Dans ce moment si particulier où la cohésion nationale est pour le moins fragile, un tel dispositif n’est pas la réponse unique et miraculeuse, mais il est l’un des éléments importants de la solution, qui a du sens, parce qu’il promeut l’engagement et le service à la collectivité.

Le service civique est aussi utile aux jeunes qu’il l’est aux organismes d’accueil : utile aux jeunes, car il leur permet de se mettre au service de l’intérêt général, de développer de nouvelles compétences, de réfléchir à leur parcours ; utile aux organismes d’accueil, car les missions pouvant être confiées à des jeunes en service civique permettent de développer de nouvelles actions, qui n’auraient pas été confiées à du personnel permanent.

Je prendrai un exemple : les jeunes en service civique dans plusieurs hôpitaux, comme, à Créteil, au centre hospitalier intercommunal et à l’hôpital Henri-Mondor, accompagnent aujourd’hui des personnes malades. Ils les aident à se rendre jusqu’au lieu de consultation et à remplir les formulaires administratifs, autant de missions qui améliorent la qualité de l’accueil en milieu hospitalier. Je m’en suis récemment entretenu avec M. François Chérèque : nous avons là, manifestement, un gisement d’au moins 20 000 à 25 000 services civiques potentiels en secteur hospitalier.

Je prendrai comme autre exemple celui des jeunes qui accompagnent les ménages en situation de précarité énergétique.
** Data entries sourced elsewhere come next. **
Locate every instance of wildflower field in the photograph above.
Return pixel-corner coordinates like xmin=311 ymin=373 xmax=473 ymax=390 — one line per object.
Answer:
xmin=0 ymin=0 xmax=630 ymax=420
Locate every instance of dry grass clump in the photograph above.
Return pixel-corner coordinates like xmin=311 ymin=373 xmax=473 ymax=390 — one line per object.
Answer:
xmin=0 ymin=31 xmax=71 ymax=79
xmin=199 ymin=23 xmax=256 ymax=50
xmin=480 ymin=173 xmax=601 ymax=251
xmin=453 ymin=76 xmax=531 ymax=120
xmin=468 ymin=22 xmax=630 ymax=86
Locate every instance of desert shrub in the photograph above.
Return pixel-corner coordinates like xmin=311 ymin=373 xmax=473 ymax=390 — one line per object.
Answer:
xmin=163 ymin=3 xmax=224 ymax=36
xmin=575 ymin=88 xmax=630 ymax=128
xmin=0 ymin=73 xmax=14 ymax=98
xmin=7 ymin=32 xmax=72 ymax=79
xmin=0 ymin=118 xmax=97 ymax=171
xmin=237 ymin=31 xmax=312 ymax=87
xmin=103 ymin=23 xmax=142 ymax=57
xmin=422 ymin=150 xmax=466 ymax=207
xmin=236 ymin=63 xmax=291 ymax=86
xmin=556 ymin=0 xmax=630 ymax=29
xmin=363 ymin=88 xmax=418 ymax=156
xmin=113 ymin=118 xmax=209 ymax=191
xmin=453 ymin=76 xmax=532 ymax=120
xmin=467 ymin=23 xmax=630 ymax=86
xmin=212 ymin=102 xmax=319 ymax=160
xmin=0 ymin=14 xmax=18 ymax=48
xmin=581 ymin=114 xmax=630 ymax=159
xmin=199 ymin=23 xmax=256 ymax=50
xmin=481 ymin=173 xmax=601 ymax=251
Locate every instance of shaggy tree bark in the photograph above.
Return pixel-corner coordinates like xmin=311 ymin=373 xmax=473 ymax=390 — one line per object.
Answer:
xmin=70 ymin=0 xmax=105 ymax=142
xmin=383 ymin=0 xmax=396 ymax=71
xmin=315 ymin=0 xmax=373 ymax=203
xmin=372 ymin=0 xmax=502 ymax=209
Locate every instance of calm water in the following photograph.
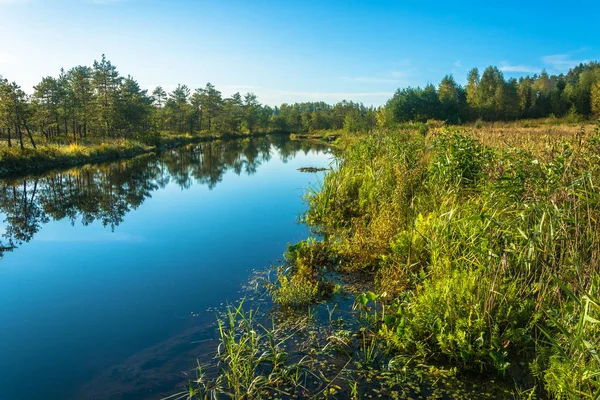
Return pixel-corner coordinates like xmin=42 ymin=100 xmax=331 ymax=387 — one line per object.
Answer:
xmin=0 ymin=137 xmax=331 ymax=400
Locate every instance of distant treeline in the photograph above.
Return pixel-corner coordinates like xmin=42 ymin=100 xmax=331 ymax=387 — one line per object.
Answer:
xmin=381 ymin=62 xmax=600 ymax=123
xmin=0 ymin=56 xmax=600 ymax=148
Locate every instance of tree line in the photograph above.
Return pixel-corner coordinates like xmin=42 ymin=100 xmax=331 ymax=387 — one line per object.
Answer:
xmin=0 ymin=55 xmax=600 ymax=149
xmin=0 ymin=55 xmax=375 ymax=148
xmin=380 ymin=62 xmax=600 ymax=124
xmin=0 ymin=135 xmax=326 ymax=258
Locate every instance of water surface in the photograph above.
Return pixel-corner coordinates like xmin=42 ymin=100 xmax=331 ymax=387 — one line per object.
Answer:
xmin=0 ymin=136 xmax=331 ymax=400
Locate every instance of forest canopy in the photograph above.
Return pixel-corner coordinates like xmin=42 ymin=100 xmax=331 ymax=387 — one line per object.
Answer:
xmin=0 ymin=55 xmax=600 ymax=148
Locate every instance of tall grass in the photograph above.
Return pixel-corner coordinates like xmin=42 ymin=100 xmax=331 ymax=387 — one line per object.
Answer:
xmin=306 ymin=119 xmax=600 ymax=398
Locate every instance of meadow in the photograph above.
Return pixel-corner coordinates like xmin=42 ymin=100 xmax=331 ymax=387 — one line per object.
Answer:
xmin=180 ymin=119 xmax=600 ymax=399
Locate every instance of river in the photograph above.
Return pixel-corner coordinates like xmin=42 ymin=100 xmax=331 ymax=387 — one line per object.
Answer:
xmin=0 ymin=136 xmax=332 ymax=400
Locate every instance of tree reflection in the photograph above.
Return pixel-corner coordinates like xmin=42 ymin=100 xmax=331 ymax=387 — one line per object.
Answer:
xmin=0 ymin=136 xmax=327 ymax=257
Ils les forment aux écogestes, apportant ainsi une plus-value essentielle à l’action des bailleurs sociaux.

Mesdames, messieurs les sénateurs, le service civique est un outil formidable au service de l’engagement des jeunes. D’abord, parce qu’il leur donne les moyens de s’engager sur une période longue, de six à douze mois, grâce à une indemnité de 573 euros - sans oublier les droits ouverts à la sécurité sociale ainsi que les trimestres de cotisation pour la retraite -, mais aussi parce qu’il propose aux jeunes des missions à la fois utiles aux autres et à eux-mêmes.

Le service civique est une expérience de vie ; les jeunes en retirent de nouvelles compétences, de nouveaux projets d’avenir, parfois une nouvelle orientation personnelle, voire professionnelle.

Et, contrairement à une idée reçue, il y a une demande d’engagement chez les jeunes. Aujourd’hui, pour quatre jeunes souhaitant effectuer un service civique, un seul obtient une réponse favorable.

La France compte plus de 3 millions de jeunes bénévoles dans le secteur associatif, soit une augmentation de 30 % en trois ans. Leur enthousiasme à se mettre au service des autres nous oblige à apporter une réponse à la hauteur, en qualité comme en quantité.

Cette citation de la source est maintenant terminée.